To that end, Gartner experts recommend three steps:
- Brainstorm the areas where analytics can impact the business more broadly. For example, take a broad corporate objective such as “manage enterprise risks” and distil down to a departmental objective of “improving third-party due diligence.”
- Consider the availability and attainability of data that could be used to produce such analytics. This may improve data governance in general.
- Weigh the potential impact and effort involved, and the business value of the output, to prioritize analytics or business intelligence investments.
To help legal leaders start this process, Gartner identified seven of the most promising areas to consider when using analytics to better manage their workload, execute work faster and improve accuracy.
Analytics can help measure the efficacy of compliance training or track new laws and regulations. For example, Google used natural language processing technology to identify payment red flags (e.g., “miscellaneous” as a payment description). This method can be used to track the compliance of policies that require employees to use a technology system.
Common use cases identify high-risk and contentious clauses and track renewal terms. This information helps the legal department to create better playbooks, reevaluate negotiating strategies and determine customer contract-renewal preferences.
Analytics generally have two use cases in this area: Drafting and reviewing license agreements and reviewing and filing patent applications. For the former, analytics can help identify words or phrases that are inconsistent with the desired use of goods or services. For the latter, analytics can identify trends across previous patent applications and then project the cost of similar submissions.
Legal department management
Analytics can be used for managing both the internal legal department and outside counsel. Budgeting and forecasting benefit from the ability to assess past spending and macroeconomic factors (for example, inflation). For outside counsel, opportunities exist to use analytics for improving payment timeliness and reorienting litigation strategies by better predicting case outcomes.
Mergers and acquisitions (M&As)
Analytics can be useful at all stages of M&A. In the due diligence phase, natural language processing can perform complementary reviews of letters of intent and analyze social media data to understand public sentiment about the merger or acquisition. Analytics can also help create a standard, efficient and protective set of clauses for purchase agreements. Finally, analytics can help track the progress of post-merger fund recuperation as well as the overall integration.
Privacy and information risk
Analytics tools make data privacy easier and more effective by simplifying the assessment of different types of data subject information collected within different geographies, as required by major privacy regulations such as the European Union’s GDPR. Analytics tools can also help track unusual behavior and spot potential data breaches or vulnerabilities.
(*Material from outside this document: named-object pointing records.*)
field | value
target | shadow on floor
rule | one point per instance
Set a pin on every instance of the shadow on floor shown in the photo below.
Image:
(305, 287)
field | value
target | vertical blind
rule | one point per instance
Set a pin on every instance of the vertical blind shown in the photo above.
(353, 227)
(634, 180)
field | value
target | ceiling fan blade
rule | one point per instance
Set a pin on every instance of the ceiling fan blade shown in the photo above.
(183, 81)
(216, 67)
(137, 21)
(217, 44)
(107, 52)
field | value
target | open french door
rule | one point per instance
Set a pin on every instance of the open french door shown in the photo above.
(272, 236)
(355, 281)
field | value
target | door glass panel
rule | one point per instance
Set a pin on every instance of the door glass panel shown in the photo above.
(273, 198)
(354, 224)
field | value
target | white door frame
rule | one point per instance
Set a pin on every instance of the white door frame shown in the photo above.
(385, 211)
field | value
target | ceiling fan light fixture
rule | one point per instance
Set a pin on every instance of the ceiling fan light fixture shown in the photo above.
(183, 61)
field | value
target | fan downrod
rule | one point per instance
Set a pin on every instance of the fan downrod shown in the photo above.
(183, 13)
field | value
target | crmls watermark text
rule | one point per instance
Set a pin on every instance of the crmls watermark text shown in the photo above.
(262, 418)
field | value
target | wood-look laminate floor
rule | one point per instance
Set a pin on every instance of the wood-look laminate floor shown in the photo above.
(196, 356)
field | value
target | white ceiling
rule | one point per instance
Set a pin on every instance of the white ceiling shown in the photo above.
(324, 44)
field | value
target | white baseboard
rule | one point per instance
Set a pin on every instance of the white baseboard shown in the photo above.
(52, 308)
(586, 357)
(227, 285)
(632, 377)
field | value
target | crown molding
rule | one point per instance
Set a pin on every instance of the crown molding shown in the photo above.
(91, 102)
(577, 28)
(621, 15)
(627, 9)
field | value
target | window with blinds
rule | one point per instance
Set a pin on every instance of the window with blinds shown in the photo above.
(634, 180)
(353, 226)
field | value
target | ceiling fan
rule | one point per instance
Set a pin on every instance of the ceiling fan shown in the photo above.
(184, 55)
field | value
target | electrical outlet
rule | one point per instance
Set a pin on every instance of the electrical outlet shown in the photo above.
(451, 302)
Analytics can classify information, ensure proper retention and manage company information. Metadata extraction and natural language processing make it possible for analytics tools to automatically classify records according to defined rules.
“While there is a fair amount of hype, analytics can be a boon for legal and compliance leaders,” says Hutto. “But, that’s only if leaders intentionally consider which analytics would be useful to their teams and whether the investment will truly make an impact.”